When Carlyle pauses, Mrs. Webster presses him to continue, as it dawns on us that she is little more than the emissary of Carver’s sentimentalism:
I know what you’re saying. You just keep talking, Mr. Carlyle. Sometimes it’s good to talk about it. Sometimes it has to be talked about. Besides, I want to hear it. And you’re going to feel better afterwards. Something just like it happened to me once, something like what you’re describing. Love. That’s what it is.
There is nothing at all poignant about writing with such naked designs on our emotions. One can’t help reading this passage through the eyes of Lish, who understood that fiction has to stalk its prey with less noise and greater cunning.
Still, there are several post-Lish masterpieces, stories like “Feathers,” “Where I’m Calling From,” and “Whoever Was Using This Bed,” that one can be glad Lish did not edit. The title story from Cathedral is one of the best Carver ever wrote. Free from the garrulous sentimentality that sinks “Fever” (and most of Beginners), it nevertheless achieves an emotional range that Carver felt to be lacking from his earlier work. Without understanding why, the narrator is agitated by the visit of one of his wife’s old friends, a blind man for whom she used to work. After dinner the two men smoke marijuana together while watching a television documentary about European cathedrals. It occurs to the narrator that the blind man must have only a vague notion of what cathedrals are. He tries to describe them:
To begin with, they’re very tall…. They reach way up. Up and up. Toward the sky. They’re so big, some of them, they have to have these supports. To help hold them up, so to speak. These supports are called buttresses. They remind me of viaducts, for some reason. But maybe you don’t know viaducts, either?
He soon realizes, however, that he isn’t “getting through to him.” One can imagine Lish ending the story here, at a moment of stalled speech. It is also possible to conceive of a younger, less-assured Carver launching the narrator or the blind man into a lachrymose personal confession. The story does something different. At the blind man’s suggestion they draw a cathedral together, the blind man holding the narrator’s hand. It is an oddly moving scene that builds to a note rarely struck in the Lish stories—one of cautious affirmation. When they are finished the blind man asks the narrator how it looks:
But I had my eyes closed. I thought I’d keep them that way for a little longer. I thought it was something I ought to do.
“Well?” he said. “Are you looking?”
My eyes were still closed. I was in my house. I knew that. But I didn’t feel like I was inside anything.

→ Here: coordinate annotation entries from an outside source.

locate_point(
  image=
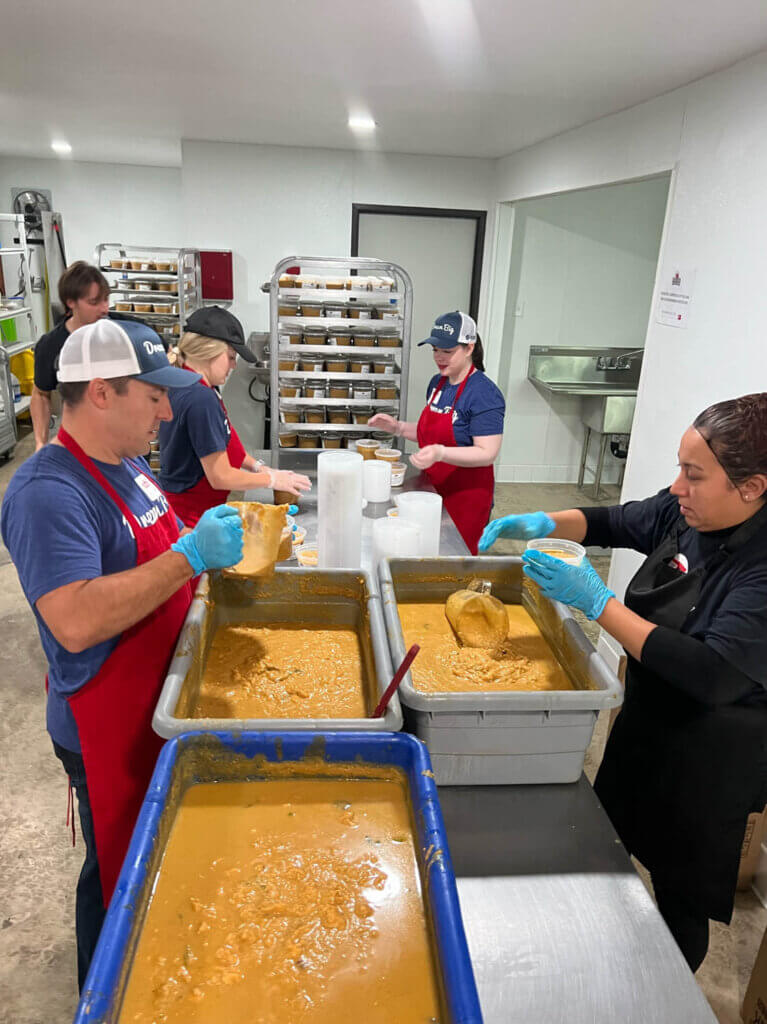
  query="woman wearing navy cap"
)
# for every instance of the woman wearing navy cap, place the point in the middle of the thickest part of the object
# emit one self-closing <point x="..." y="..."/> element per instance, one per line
<point x="461" y="428"/>
<point x="202" y="456"/>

“It’s really something,” I said.
The publication of Beginners has not done Carver any favors. Rather, it has inadvertently pointed up the editorial genius of Gordon Lish. There are certainly some fine stories among Carver’s later work and they should make us grateful that he ultimately broke with his editor; and yet it is unlikely that we would be reading the later stories at all were it not for Lish’s transformation of What We Talk About.

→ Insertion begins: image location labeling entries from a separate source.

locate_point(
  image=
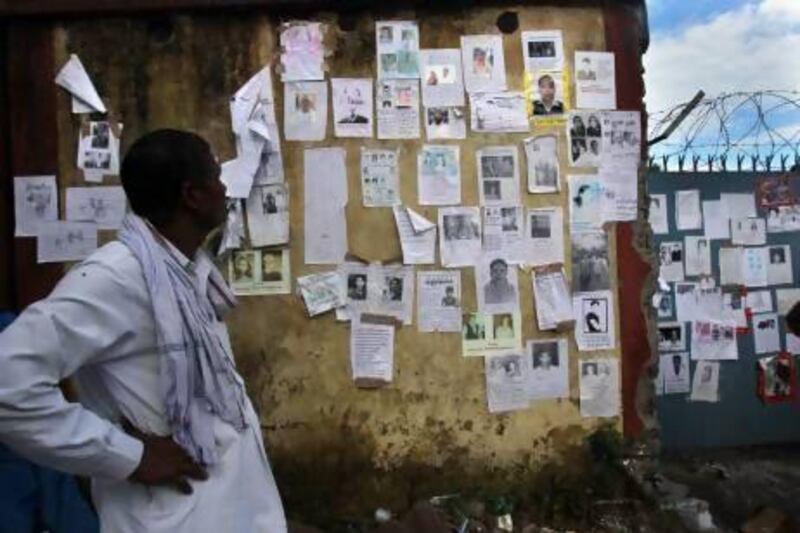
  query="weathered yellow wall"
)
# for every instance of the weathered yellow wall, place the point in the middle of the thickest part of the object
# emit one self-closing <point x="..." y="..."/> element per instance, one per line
<point x="333" y="444"/>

Still, it is the stories themselves, and not their genesis, that will continue to seize and hold attention. Like Maxwell Perkins’s editing of Look Homeward Angel (which cut 90,000 words from Thomas Wolfe’s manuscript) or Ezra Pound’s liberation of “The Waste Land” from inside the welter of T.S. Eliot’s inauspiciously titled first draft, “He Do the Police in Different Voices,” we are likely to end up viewing Lish’s involvement with Carver as a footnote, incidental to our appreciation of the finished work. Readers of the Collected Stories would do well to remember a remark of Pound’s, which Carver himself once quoted in an interview: “It’s immensely important that great poems be written, but it makes not a jot of difference who writes them.”